The Hidden Tools Behind Conversations

How do we build and strengthen relationships with others? The answer is through conversation.  During conversations, we learn about other people, their interests, their past, their values, and their dreams. Through multiple conversations, we discover mutual interests and possible desires to become closer to that person.

Conversations come in many different forms such as small talk, empathetic listening, talking about a shared experience, persuasive conversations, planning, and many more. In order to actively participate in conversing, one must demonstrate good Social Thinking®. It’s important to know how to demonstrate active listening skills through verbal and non-verbal cues. It’s essential to understand perspective-taking in order to detect hidden intentions of others. Self-awareness and self-monitoring skills must help one figure out when he or she is spending too much time talking about own interests and too little time talking about the other person and his/her interests. Having a conversation that is enjoyed by all participants requires each person to balance the amount of time focused on each other. Asking questions mostly highlights the conversational partner and linking comments often highlights one’s self.

Participating in conversations is like participating in an intricate dance with another person. It is essential to constantly read the other person’s moves, adjust your participation maintaining flexibility, and follow along with a set beat.

The following forms of conversational exchanges each spend time highlighting the different perspectives of each participant during a conversation:

Add-a-Thought:
You add a comment to the conversation about yourself. This comment is linked to what someone recently said.
Example: Friend 1: “I am swimming after school today.” Friend 2: “I take swimming lessons at the Y.”
Purpose: It allows you to talk about you.
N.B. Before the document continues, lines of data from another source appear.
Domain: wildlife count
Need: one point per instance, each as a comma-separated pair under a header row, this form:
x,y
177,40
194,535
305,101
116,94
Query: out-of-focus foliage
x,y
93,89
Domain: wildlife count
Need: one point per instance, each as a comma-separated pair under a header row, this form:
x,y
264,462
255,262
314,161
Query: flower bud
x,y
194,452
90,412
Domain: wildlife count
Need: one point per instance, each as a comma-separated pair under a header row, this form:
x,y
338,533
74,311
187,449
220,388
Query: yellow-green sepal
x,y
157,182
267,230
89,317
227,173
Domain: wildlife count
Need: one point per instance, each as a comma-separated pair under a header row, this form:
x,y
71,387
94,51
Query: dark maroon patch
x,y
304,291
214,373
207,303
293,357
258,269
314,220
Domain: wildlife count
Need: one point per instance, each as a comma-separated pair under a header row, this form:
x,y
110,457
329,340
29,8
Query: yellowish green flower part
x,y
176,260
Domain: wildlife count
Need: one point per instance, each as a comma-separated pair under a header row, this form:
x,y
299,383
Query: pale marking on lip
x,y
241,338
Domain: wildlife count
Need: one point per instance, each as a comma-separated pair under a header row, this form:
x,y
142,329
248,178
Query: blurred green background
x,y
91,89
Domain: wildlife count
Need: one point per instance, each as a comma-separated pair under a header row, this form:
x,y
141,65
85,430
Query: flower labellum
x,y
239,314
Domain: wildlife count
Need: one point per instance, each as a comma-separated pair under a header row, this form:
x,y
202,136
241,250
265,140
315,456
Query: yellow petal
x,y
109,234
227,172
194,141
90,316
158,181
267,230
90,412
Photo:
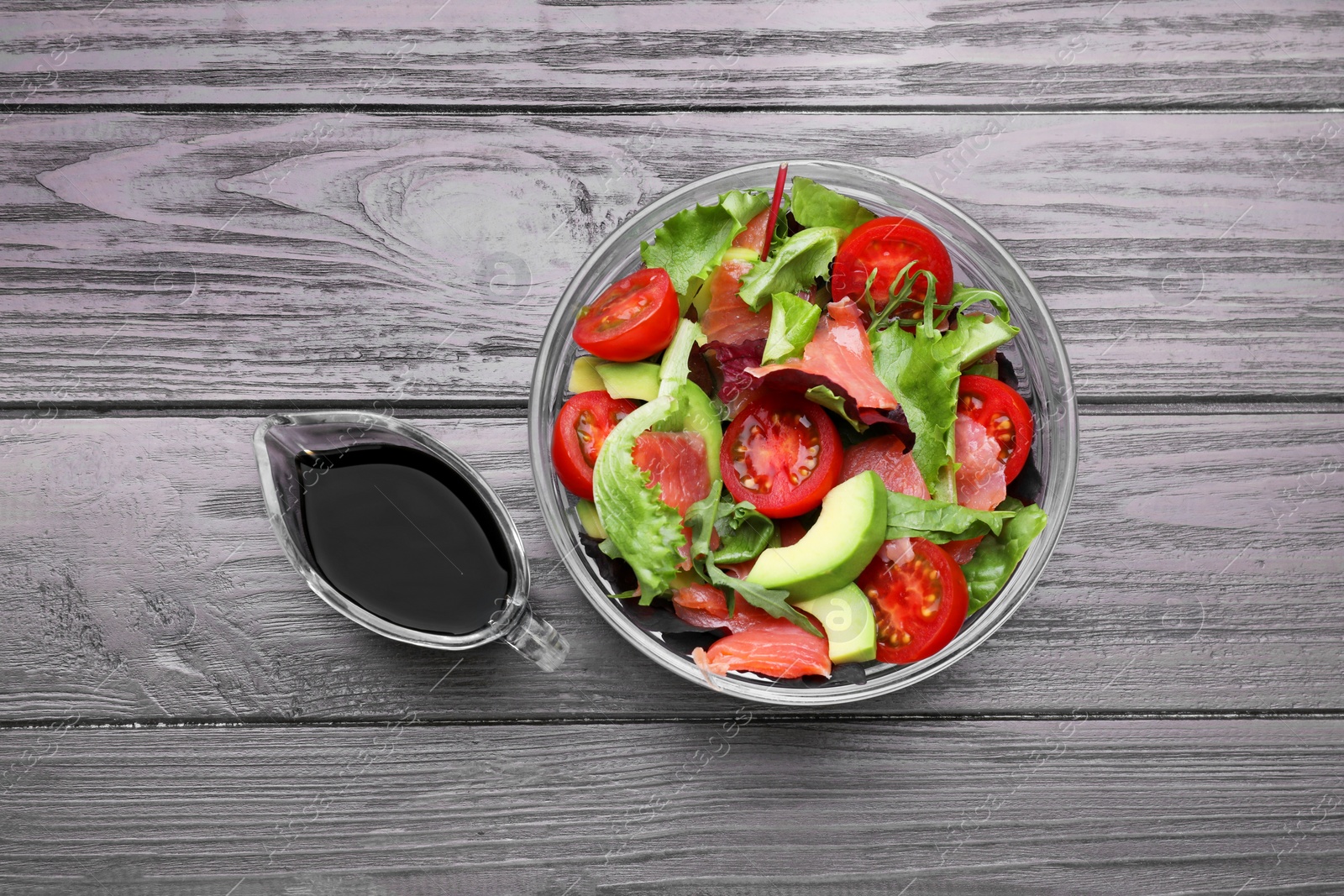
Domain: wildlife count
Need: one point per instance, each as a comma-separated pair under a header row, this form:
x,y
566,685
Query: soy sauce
x,y
402,535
It also helps the conversation visit different topics over time.

Supporting Comment:
It exemplifies you are listening to what someone is saying through verbal or non-verbal statements.
Example:Cool,” “That sound like fun,”Uh-huh,” or smiles and head nods
Purpose: It lets the other person know you are listening and you have your brain in the group.

Asking Questions Following a Leading Comment:
A comment is made that leads you to ask a question to find out more about what the other person wants to say.
Example: Friend 1: “I am excited to get home today.” Friend 2: “What are you doing?”
Purpose: It makes you seem like you think about others and demonstrates good perspective taking skills. It makes people want to talk to you.